Out of Left Field: Pandemic and global threads

Michael Dinnocenzo
Professor Michael D'Innocenzo will be guest speaker at Emanuel

The COVID-19 Pandemic has driven most people – including me – into forced distancing. While the physical gaps also impose social separations, that does not need to be our situation.

Gov. Cuomo stays in touch with his TV briefings, and he sends daily summary email reports. Each one contains what he describes as a “deep breath moment.”

Cuomo and other perspicacious leaders understand that it is not too early to call on Americans to begin to visualize and plan for a “new normal.” This is an audacious summons to improve our nation as well as making global progress.

But the pace of these coronavirus infections, the hospitalizations, deaths, and grief make it difficult for all of us to start thinking about tomorrow.

However, the authors I discussed in my previous column (all published before the pandemic) provide civic paths for American citizens to develop a reach that is local and global.
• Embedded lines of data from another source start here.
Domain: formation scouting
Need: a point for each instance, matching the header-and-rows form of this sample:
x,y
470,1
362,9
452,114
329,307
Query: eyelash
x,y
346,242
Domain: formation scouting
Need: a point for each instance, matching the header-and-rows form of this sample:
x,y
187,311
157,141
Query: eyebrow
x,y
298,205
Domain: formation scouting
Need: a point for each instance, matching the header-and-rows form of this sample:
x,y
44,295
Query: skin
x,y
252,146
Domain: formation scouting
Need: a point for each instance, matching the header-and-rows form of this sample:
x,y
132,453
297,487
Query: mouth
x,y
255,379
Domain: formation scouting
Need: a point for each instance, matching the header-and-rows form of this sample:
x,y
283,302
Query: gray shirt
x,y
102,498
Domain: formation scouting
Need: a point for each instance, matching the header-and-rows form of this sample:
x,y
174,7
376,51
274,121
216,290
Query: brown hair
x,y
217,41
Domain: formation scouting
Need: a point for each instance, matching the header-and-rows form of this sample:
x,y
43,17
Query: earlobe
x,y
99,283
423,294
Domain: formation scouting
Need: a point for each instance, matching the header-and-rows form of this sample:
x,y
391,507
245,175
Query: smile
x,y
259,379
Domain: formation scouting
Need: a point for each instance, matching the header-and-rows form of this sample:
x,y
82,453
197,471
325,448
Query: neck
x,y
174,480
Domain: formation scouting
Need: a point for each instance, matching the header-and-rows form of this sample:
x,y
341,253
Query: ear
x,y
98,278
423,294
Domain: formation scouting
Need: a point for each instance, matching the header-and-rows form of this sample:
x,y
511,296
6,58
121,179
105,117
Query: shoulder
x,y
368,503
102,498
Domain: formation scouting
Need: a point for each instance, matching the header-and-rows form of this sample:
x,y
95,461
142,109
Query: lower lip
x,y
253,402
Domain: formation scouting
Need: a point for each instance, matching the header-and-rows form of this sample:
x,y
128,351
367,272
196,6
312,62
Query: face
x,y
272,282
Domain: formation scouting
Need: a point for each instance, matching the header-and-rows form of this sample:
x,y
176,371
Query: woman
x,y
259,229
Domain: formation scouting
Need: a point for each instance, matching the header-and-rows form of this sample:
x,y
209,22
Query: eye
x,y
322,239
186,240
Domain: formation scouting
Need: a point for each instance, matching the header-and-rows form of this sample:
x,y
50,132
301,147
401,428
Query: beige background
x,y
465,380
In our neighborhood, Scott Reich, a graduate of The Wheatley High School in Old Westbury, powerfully reminds us of the ways John F. Kennedy summoned Americans to build better connections at home and abroad. (“The Power of Citizenship: Why John F. Kennedy Matters to a New Generation”).

Reich shares with another Long Island-reared historian, Doris Kearns Goodwin (“Leadership”), the conclusion that Kennedy was outstanding because of a trifecta of virtues: his capacity for growth, his expansion of empathy and his sense of history. [Is anyone capable of applying those essential virtues to the current inhabitant of the people’s White House?]

Max Boot, a life-long conservative analyst wrote early in 2020 that Donald Trump was the worst president in modern American history. Recently, Boot said he needed to revise his view and to evaluate Trump “as the worst president in all of American history.”

By highlighting Kennedy’s views and actions on “the power of citizenship,” Scott Reich provides a template for action during any era, but particularly in troubled times.

Like Goodwin and other leading historians, Reich shows that Kennedy could acknowledge mistakes and that he could improve his leadership because of that analytical honesty (Does Trump indicate his errors and learn from them? One of his favorite words is “perfect” – which he usually applies to himself).

JFK learned from errors and crises in the Bay of Pigs failure and from the Cuban Missile Crisis. Unlike Mr. Trump who claims greatness, but does not “take responsibility” for his conduct, Kennedy followed the 1962 Cuban crisis with several initiatives, all of which contributed to building “global threads.”

JFK’s leadership encouraged our citizens more constructively to relate to the Soviet Union and to other nations.

The 1962 process and aftermath are too significant to be briefly summarized here. Suffice it to note that JFK initiated a limited test ban treaty, a “hotline” for better communications, and connecting “threads” with economic and cultural exchanges.

Because of those and other initiatives, the Cold War and the danger of nuclear weapons became less ominous.

In a famous foreign policy speech, Kennedy said that the U.S. was not omnipotent, that there was not an American solution for every global issue. While it might not be in our power, he averred, “to make the world safe for democracy,” we could help make it “safe for diversity.”

Our “New Generation,” Reich’s focus, can especially take encouragement from Kennedy (particularly during this Pandemic) by recognizing that all of our lives are connected (Dr. King’s continuing theme).

When Kennedy had early problems with Khrushchev and the Soviet leader erected the Berlin Wall, JFK went to Germany.

Instead of attacking the U.S.S.R. and Khrushchev, JFK used an affirmative approach. In-person, before vast crowds, with millions watching on TV, he said: “Ich bin ein Berliner.”

Could there be a clearer way of looking beyond narrow nationalism to build shared human rights associations? Of course, very early in his Presidency, JFK called for a “Peace Corps” where Americans could tap their democratic and innovative heritage to offer assistance “with” (not to) others.

Kennedy’s Peace Corps inspired LBJ to take American citizenship to another level with VISTA (Volunteers in Service to America). In both the JFK and LBJ cases Americans were called on to demonstrate that their threads of social and political connections could span a continent and a globe.

I will have a future column to consider the vast experiences and recommendations of the late Harold Saunders (“Politics Is About Relationship”).

Hal Saunders, an adviser to several Presidents and director of International Programs at the Kettering Foundation, leaves key paradigms for creative citizenship and the building of global threads.